Parents, you’ll probably appreciate knowing that young people are engaging in sexting a lot less than previously thought and that arrest is not typical in youth sexting cases. To help doctors and all the rest of us better understand the risks to youth of sexting, the authors of a national survey of US 10-to-17-year-olds just published in the medical journal Pediatrics aimed not only to get a better handle on the numbers but also to find out more about the kids who engage in it and the types of images involved, they say in the abstract of their article. They also wanted to look at how often teens are arrested for sexting, the characteristics of the cases law enforcement deals with, and the outcomes of such cases. The results of that investigation are published in a separate article in the same issue of Pediatrics.
99% of kids don’t create ‘sexts’
The very first survey on sexting by the National Campaign to Prevent Teen and Unplanned Pregnancy ¬– one that’s still cited, unfortunately – put the figure at a scary 20% but unhelpfully threw both “sending” and “receiving” into the same survey question (see this 6/09 post) and was vague about the messages’ characteristics and even whether they were photos or texts. But in this latest study, by the Crimes Against Children Research Center at the University of New Hampshire, the authors found that “only about 1% of kids said they’d created or appeared in sexually explicit pictures,” said the youth study’s lead author Kimberly Mitchell in an audio interview for my ConnectSafely.org co-director Larry Magid in CNET. “Twenty-one percent of respondents appearing in or creating images reported feeling very or extremely upset, embarrassed, or afraid as a result, as did 25% of youth receiving images,” the authors wrote.

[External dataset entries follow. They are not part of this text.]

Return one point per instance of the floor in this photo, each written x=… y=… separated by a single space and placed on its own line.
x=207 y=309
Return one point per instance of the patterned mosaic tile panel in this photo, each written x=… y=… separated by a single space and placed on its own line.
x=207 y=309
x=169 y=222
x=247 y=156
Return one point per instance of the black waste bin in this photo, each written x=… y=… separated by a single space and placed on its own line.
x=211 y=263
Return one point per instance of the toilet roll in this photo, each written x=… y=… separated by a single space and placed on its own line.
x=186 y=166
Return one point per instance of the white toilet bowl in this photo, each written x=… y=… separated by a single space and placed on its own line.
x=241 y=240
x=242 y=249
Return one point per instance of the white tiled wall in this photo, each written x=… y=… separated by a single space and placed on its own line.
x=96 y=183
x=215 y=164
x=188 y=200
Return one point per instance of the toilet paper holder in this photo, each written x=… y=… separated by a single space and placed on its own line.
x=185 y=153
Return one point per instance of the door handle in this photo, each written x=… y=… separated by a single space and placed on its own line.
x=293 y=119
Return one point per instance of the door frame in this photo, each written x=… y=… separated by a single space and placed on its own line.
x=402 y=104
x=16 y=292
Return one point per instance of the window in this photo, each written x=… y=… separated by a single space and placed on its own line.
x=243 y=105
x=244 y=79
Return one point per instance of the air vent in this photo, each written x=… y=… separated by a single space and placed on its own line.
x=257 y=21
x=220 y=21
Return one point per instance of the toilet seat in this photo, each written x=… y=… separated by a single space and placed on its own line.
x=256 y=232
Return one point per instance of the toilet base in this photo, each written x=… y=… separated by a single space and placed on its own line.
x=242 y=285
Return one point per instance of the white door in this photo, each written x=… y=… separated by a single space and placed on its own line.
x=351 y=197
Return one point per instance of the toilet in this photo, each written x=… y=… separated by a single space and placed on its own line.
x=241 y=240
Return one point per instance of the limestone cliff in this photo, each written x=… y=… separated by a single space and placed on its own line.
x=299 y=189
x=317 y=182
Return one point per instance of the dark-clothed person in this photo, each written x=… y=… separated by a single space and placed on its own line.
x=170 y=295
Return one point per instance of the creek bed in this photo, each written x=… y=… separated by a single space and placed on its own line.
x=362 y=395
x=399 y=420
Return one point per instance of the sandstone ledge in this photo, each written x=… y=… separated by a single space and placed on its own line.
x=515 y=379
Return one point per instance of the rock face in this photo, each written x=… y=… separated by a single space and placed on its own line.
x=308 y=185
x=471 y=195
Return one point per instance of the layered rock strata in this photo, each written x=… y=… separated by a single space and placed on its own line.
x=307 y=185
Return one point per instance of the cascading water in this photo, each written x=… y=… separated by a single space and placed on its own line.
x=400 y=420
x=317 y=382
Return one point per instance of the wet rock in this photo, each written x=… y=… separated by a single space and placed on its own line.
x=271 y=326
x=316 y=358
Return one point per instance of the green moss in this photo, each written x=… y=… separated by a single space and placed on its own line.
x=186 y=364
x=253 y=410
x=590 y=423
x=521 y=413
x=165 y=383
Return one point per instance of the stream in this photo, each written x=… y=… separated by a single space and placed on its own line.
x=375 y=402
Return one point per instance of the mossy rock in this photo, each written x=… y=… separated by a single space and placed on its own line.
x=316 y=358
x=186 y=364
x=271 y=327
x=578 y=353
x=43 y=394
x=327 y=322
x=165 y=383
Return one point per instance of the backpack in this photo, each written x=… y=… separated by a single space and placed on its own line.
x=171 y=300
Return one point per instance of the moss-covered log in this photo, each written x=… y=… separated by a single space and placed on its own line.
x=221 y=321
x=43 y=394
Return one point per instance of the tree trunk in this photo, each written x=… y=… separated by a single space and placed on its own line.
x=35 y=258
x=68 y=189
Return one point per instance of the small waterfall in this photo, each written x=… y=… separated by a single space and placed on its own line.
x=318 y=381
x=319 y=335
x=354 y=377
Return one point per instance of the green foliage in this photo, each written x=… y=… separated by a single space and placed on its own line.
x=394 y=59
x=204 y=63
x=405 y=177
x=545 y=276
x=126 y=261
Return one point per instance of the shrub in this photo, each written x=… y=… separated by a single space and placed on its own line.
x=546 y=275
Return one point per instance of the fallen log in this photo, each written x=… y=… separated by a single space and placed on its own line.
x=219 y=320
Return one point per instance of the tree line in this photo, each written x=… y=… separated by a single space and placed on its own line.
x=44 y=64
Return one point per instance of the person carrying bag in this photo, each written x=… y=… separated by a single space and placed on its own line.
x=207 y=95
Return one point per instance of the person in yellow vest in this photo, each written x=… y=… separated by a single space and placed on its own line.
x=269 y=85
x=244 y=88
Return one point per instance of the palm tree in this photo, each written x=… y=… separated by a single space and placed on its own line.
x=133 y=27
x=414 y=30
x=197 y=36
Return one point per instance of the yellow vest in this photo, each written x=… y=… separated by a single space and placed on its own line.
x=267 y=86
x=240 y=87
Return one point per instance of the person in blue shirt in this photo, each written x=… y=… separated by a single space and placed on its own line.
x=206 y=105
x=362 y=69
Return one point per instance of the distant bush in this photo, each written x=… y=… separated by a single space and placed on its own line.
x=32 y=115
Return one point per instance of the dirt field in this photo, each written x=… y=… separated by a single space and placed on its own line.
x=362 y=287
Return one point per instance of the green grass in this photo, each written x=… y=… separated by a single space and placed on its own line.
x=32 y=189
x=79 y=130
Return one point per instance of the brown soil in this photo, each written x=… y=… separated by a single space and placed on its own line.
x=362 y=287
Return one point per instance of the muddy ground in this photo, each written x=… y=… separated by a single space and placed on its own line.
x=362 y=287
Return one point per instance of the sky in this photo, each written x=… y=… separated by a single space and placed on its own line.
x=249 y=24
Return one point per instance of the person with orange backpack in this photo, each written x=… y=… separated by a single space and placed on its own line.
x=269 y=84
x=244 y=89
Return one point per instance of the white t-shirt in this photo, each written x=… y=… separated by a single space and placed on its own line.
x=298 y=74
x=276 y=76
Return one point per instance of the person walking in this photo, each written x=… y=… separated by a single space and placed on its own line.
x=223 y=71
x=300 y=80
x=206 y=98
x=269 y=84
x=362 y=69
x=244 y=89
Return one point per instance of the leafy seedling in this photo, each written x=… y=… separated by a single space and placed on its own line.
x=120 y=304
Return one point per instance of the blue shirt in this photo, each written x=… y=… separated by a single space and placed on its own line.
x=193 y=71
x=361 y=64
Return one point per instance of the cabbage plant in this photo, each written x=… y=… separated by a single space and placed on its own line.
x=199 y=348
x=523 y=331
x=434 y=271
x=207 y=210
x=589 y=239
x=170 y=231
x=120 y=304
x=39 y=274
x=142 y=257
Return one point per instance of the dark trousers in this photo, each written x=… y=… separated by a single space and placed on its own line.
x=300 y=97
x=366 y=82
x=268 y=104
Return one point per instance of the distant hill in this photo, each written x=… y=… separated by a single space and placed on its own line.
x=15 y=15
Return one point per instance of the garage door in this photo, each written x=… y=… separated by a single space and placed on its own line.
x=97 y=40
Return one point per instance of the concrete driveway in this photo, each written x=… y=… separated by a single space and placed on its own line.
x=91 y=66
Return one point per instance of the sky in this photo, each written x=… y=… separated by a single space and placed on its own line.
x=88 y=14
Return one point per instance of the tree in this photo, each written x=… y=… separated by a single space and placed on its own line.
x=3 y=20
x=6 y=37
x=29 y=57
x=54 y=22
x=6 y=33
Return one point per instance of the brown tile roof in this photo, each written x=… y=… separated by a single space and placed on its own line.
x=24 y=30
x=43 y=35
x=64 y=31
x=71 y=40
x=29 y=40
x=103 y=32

What kinds of photos are we talking about?
“Sexually explicit” means depiction of “breasts, genitals or a bottom,” Mitchell told Larry – imagery that could be classified as child pornography, which is the issue of greatest societal concern. The overall figure for “sexting” photos was 2.5%, but those included non-sexually explicit pictures (depictions of kids in underwear or bathing suits or even fully clothed in sexy poses). So only 1.3% could be considered classifiable as child pornography and illegal.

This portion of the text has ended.